Jamaica’s prime minister faces growing calls for resignation over handling of extradition case

By Mike Melia, AP
Friday, May 14, 2010

Jamaica PM faces mounting calls for resignation

SAN JUAN, Puerto Rico — Jamaica’s prime minister met with top advisers Friday as calls mounted for him to resign over his opposition to a U.S. extradition request for an accused drug lord — a case that has raised questions about government ties to organized crime.

Prime Minister Bruce Golding has been under fire since he acknowledged this week that he authorized a lobbying firm to help the government contest the extradition of Christopher “Dudus” Coke, who presides over a barricaded neighborhood in the west Kingston area that Golding represents in parliament.

Golding has not yet publicly addressed the outcry. The leadership of his Jamaica Labor Party called an emergency meeting for Sunday in the resort city of Ocho Rios to discuss its biggest political crisis since Golding was elected in 2007.

“He is calm and in good spirits and has the full support of the Cabinet,” Information Minister Daryl Vaz said after the Cabinet meeting at Golding’s office.

At the heart of the outcry is the appearance that Golding is helping a man described by the U.S. Justice Department as one of the world’s most dangerous drug kingpins. Coke, 41, is wanted in New York on charges he smuggled drugs and guns between the two countries as leader of the notorious “Shower Posse” gang.

The calls for Golding to resign have come from opposition parties, civic groups and hundreds of islanders who have expressed outrage on Facebook and other social networking sites.

“I think there is growing grounds that he no longer has the moral authority to lead the country,” said Peter Bunting, a national security spokesman for the main opposition party, the People’s National Party.

The human rights group Jamaicans for Justice said Golding should quit because he has abused citizens’ trust and hurt the country’s international standing.

“We can no longer turn a blind eye to the nexus of politics and criminality and the deception and moral degradation that this engenders. To do so risks the capture of our democracy by criminal elements and would fail Jamaica, our children and history,” the group said in a statement.

Gang leaders in Jamaica have loose allegiances to both major parties dating to the 1970s, when political factions provided guns to intimidate elections rivals.

Since the U.S. revealed an indictment of Coke last August, Golding has led opposition to the extradition request, claiming evidence was illegally obtained. His stance has strained relations with Washington, which earlier this year questioned Jamaica’s reliability as an ally in the fight against drug trafficking.

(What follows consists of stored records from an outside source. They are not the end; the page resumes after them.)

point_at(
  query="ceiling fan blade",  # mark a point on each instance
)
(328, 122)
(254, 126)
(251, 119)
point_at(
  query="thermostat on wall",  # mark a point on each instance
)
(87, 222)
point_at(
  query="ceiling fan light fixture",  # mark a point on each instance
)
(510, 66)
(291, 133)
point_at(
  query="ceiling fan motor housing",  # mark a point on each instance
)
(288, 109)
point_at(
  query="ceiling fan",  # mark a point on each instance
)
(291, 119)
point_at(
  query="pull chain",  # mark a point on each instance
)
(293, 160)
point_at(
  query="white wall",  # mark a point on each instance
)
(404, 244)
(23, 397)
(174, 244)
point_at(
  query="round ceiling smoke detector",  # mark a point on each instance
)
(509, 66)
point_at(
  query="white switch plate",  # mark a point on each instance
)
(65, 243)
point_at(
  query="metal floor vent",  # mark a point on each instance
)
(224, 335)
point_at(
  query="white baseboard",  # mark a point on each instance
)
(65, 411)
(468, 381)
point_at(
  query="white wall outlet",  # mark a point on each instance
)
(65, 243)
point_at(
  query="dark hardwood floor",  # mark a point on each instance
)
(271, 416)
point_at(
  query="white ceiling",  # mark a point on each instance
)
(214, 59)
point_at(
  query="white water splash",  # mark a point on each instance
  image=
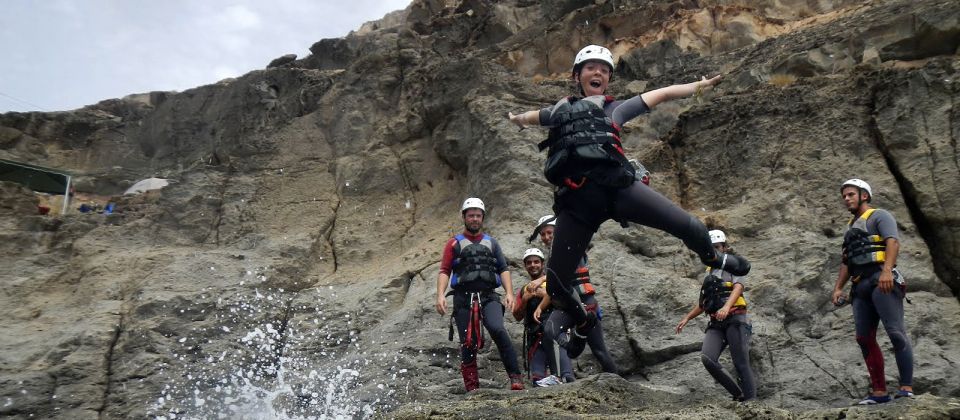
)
(257, 379)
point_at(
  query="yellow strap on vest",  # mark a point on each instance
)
(864, 216)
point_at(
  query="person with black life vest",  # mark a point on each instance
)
(587, 294)
(473, 266)
(721, 297)
(869, 261)
(595, 181)
(540, 353)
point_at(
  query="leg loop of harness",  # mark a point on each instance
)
(474, 340)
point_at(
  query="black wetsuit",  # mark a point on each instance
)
(581, 211)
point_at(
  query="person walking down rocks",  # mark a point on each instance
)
(595, 182)
(539, 352)
(474, 267)
(869, 261)
(587, 294)
(721, 297)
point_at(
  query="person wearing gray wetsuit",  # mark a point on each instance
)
(869, 260)
(721, 296)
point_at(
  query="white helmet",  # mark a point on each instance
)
(473, 203)
(544, 221)
(717, 236)
(859, 183)
(533, 251)
(593, 52)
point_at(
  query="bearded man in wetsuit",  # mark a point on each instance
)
(473, 266)
(870, 249)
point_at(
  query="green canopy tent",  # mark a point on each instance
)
(37, 178)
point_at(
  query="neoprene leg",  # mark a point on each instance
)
(566, 365)
(739, 342)
(641, 204)
(714, 343)
(538, 363)
(493, 321)
(556, 325)
(570, 240)
(889, 308)
(461, 315)
(865, 322)
(597, 345)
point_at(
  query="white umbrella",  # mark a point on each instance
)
(147, 185)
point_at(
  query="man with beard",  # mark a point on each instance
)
(870, 248)
(539, 352)
(473, 266)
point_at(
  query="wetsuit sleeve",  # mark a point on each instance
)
(446, 261)
(545, 115)
(623, 111)
(884, 224)
(497, 252)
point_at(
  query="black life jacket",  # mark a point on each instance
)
(582, 279)
(475, 266)
(585, 143)
(713, 294)
(860, 248)
(715, 291)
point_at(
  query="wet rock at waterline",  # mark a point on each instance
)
(290, 270)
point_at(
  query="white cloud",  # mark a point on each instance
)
(64, 54)
(238, 17)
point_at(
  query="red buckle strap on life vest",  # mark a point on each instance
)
(474, 340)
(573, 185)
(534, 347)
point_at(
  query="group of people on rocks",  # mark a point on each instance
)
(595, 182)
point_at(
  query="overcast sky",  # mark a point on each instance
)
(64, 54)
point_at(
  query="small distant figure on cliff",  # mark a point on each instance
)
(595, 182)
(721, 297)
(532, 305)
(869, 261)
(473, 266)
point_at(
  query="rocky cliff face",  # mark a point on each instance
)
(290, 268)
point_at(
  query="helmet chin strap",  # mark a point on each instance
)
(859, 201)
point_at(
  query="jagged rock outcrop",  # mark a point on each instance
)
(292, 266)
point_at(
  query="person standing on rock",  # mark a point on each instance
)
(721, 296)
(595, 182)
(869, 261)
(587, 294)
(539, 352)
(473, 266)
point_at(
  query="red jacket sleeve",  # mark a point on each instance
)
(446, 261)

It became a full-blown scandal on the Caribbean island of 2.8 million people after Golding told parliament Tuesday that he authorized his party to pursue a lobbying contract with the Los Angeles-based firm Manatt, Phelps & Phillips. Golding, who denied any government role in the contract, said he acted in his capacity as party chief, not prime minister.

Golding said the $50,000 paid to the law firm came from party donors and not Coke.

Coke is accused of leading a gang that sold marijuana and crack cocaine in New York and elsewhere and funneled profits and weapons back to his stronghold in the Tivoli Gardens neighborhood of Kingston, a city with one of the highest homicide rates in the Western Hemisphere.

Associated Press Writer Howard Campbell in Kingston, Jamaica, contributed to this report.